Foi ao longo desse período que, segundo a área técnica, o caso prescreveu.
Os pareceres ainda precisam ser analisados por Anastasia. Depois, deve haver uma votação entre os ministros no plenário.
A assessoria de imprensa do TCU respondeu que Anastasia não iria se manifestar, pois ainda não há decisão do tribunal posterior ao acórdão de 2021.
“O processo aguarda manifestação do Ministério Público junto ao TCU e depois será apreciado em plenário. A instrução da unidade técnica não representa uma decisão do tribunal”, disse.
A assessoria do TRF-1 não respondeu e alegou que os questionamentos caberiam ao TCU.
O projeto da nova sede do tribunal, feito pelo arquiteto Oscar Niemeyer, foi planejado para uma área de 57,6 mil metros quadrados, com três pavimentos sobre pilotis e subsolo.
A construção inclui gabinetes de 350 metros quadrados para desembargadores e uma área destinada ao presidente com quase o dobro do tamanho.
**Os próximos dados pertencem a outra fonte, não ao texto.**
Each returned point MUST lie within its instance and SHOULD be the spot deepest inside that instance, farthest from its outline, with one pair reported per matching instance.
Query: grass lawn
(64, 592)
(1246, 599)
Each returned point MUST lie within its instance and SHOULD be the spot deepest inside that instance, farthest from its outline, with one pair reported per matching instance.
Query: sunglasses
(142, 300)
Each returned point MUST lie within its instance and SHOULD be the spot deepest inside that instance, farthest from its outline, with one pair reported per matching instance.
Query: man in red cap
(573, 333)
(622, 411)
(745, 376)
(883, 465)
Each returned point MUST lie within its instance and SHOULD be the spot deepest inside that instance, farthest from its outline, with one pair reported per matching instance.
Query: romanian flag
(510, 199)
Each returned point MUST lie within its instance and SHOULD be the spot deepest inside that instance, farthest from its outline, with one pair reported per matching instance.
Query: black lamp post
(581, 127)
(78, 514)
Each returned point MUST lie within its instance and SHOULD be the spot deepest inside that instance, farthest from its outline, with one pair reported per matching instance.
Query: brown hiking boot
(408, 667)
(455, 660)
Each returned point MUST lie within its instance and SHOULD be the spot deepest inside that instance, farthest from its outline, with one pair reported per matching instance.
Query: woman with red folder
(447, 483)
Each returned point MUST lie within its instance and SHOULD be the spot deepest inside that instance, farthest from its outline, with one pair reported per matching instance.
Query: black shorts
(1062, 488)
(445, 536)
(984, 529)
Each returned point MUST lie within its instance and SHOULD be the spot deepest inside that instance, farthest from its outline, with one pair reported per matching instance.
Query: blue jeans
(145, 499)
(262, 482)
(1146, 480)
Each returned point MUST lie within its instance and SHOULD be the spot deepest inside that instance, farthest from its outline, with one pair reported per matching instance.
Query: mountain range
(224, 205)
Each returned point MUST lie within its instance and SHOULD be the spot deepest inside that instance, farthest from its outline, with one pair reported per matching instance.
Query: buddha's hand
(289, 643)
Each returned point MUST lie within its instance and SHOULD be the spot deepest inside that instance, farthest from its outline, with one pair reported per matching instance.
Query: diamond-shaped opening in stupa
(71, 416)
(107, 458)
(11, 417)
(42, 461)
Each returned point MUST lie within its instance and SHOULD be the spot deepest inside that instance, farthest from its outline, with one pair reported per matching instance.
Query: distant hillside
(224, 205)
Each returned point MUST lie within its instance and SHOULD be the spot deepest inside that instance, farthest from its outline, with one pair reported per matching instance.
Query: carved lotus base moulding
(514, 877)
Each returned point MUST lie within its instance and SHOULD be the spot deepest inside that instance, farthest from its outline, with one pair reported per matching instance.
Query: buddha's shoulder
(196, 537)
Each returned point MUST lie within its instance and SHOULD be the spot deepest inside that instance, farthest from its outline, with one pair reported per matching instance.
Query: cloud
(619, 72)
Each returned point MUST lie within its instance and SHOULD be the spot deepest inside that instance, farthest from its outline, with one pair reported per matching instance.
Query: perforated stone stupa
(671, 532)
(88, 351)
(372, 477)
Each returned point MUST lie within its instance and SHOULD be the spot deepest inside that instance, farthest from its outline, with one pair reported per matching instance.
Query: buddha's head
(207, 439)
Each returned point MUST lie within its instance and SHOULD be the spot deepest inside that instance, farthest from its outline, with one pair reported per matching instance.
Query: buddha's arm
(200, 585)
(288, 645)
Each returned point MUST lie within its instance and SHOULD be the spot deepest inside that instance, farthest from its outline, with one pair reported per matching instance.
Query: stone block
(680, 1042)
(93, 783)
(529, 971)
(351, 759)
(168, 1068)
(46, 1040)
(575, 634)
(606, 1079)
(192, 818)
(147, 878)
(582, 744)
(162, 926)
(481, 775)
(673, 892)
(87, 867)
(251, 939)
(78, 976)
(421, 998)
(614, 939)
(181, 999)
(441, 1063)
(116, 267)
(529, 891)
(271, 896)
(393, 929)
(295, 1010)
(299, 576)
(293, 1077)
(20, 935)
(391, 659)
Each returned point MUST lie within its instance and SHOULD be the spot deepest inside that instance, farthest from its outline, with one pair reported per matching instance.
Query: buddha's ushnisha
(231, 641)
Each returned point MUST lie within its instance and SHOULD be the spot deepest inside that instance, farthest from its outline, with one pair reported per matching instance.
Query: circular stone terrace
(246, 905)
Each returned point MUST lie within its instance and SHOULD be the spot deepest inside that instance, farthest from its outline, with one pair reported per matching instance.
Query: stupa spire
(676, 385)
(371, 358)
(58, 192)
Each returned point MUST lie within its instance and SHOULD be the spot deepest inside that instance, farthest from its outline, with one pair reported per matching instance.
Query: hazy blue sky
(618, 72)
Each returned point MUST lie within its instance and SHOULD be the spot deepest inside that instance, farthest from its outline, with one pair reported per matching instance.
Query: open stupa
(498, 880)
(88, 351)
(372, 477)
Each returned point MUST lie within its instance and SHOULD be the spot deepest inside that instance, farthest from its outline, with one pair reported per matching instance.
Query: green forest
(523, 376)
Segundo o tribunal, o término da obra está previsto para novembro de 2030. Até lá, o custo previsto de R$ 1,4 bilhão é mais do que o dobro do inicialmente calculado. Todos os recursos são oriundos do orçamento da União.
Em 2008, o Ministério Público Federal no Distrito Federal chegou a ajuizar uma ação civil pública pedindo a suspensão da construção, apontando que ela seria um “atentado ao princípio da economicidade”. Na ocasião, a obra estava orçada em R$ 480 milhões, com previsão para terminar em 2015.